Most will feel the same way watching newcomer Rian Johnson’s “Brick”. You’ll be scratching your head for the first three quarters of the film, but once you start to feel it’s cadence, and just give into it’s maverick ways, you’ll experience the best cinematic vacation one could hope for. But yes, you might still be scratching that head of yours for a couple of minutes on the drive home.
There’s films you can easily get away with walking ten minutes late into – say, a superhero flick, or something like “Die Hard” – and there’s films you can afford to be a good 20 mins or more late for – like “Top Gun”, speaking from memory, or an Adam Sandler comedy- and then there’s “Brick”, a film that doesn’t really matter what time you walk into it – be it at the very start, the first quarter or dead middle – because nobody is – regardless of how long they’ve been in auditorium – is going to be any the wiser as to what the heck is going on, than the tardy. Yep, it’s a mindf^#k all right – buy boy, does the headular penetration feel oh-so-good.
“Brick” is your typically convoluted murder mystery, but with the setting flipped from burnt-out private dicks, seasoned kingpins and by-the-book sergeants, to the schoolyard – where it’s teenagers that are caught up in the central mystery. Thing is, the youngsters act as if – and we’re not talking no “Bugsy Malone” bullshit, either – they are seasoned professionals of this harsh-world, especially our resigned hero, and the mobster-like thugs of the piece, instantly erasing the ‘age’ predicament from the setting. And it works. Never for a moment do you say to yourself, ‘Oh, sure, that kid’s only like 18 years old. As if!” – because it’s played out, and written, so honestly and meticulously.
Here’s a taste – but you’re only getting a taste, because it’s best experienced first hand – of the storyline: Brendan (Joseph Gordon-Levitt, of “Third Rock from the Sun” fame) gets a worrying call from his ex-girlfriend (Emilie de Ravin, of “Lost”) that sends him on a frantic mission to find where she’s at…. and what she’s got herself into. With the help of friend, the Brain (Matt O’Leary), and the mysterious Laura (Nora Zehetner, of “Everwood”), he works from the cryptic clues he’s been given, to get to the bottom of the case.

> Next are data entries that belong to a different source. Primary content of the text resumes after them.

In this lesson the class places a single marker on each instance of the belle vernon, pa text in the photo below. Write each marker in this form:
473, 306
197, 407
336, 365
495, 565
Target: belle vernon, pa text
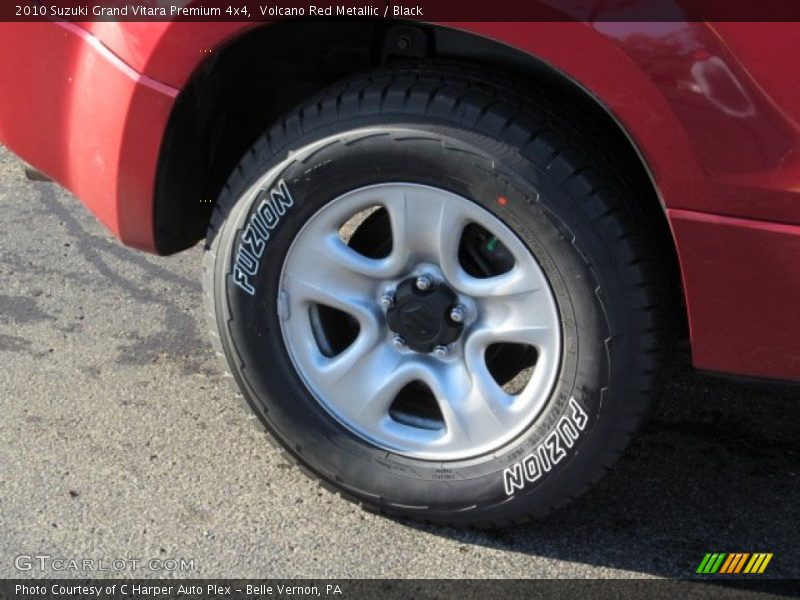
212, 589
235, 10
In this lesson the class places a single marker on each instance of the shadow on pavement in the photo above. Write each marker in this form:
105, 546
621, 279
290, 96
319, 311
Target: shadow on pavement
715, 470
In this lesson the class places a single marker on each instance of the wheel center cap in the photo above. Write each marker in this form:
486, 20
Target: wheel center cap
422, 317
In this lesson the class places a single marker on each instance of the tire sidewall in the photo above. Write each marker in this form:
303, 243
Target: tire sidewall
318, 168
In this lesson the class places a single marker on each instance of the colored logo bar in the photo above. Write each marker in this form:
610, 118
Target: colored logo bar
734, 563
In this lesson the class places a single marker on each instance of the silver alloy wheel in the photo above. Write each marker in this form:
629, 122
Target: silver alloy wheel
359, 384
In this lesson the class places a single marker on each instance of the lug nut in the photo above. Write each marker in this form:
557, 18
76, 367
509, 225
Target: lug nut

Obviously influenced by – not only the classic detective films of the 40s and 50s, but – David Lynch’s eccentrically outstanding whodunit series “Twin Peaks”, “Brick” is as a cheap-as-chips Indy that’s essentially relying on it’s captivating storyline to hypnotise it’s audience. And it will. From its extremely well written dialogue, exciting set-ups, uniquely drawn characters and tasty pay-off, the words are pure gold. Johnson is clearly a man who knows how to write. (He’s definitely an actor’s writer too, giving the cast, including Joseph Gordon-Levitt, Nora Zehetner, and Lukas Haas, some chunky stuff to chew on),
The newcomer – essentially straight out of film school – proves himself a bit of a creative entrepreneur behind the camera too. Sure, he’s seemingly robbed some of his cool moves from shows like “Peaks” – the lingering shot at the ceiling fan, being one – but most of the time, he attempts the most creative and imaginative of shots, never going – and you couldn’t blame him if he did, considering the petite budget – the cheap route. In short, he’s done more with his mind, and moolah, than a major studio would’ve, given the same material. But then, would the studio be working from the same material? Probably not. They’d probably excise every strange, new, fresh element out of the thing and Hollywood-ize it to the point that the audience feels raped of an experience. Intercourse with the charming, intellectual, unknown is much more interesting.
“Brick” isn’t just the coolest film of the year, it’s one of the best films you’ll see this year. “Twin Peaks” meets “Veronica Mars” with a puzzle even more fun to piece together than “Da Vinci Code”. See it, with a notepad.
Extras on the DVD include an audio commentary with the director – who brings in most of the actors, one by one, to join him on the track – as well as several deleted scenes (most of them deserved to be edited out – you’ll see why) and some audition tapes. Not a bad offering.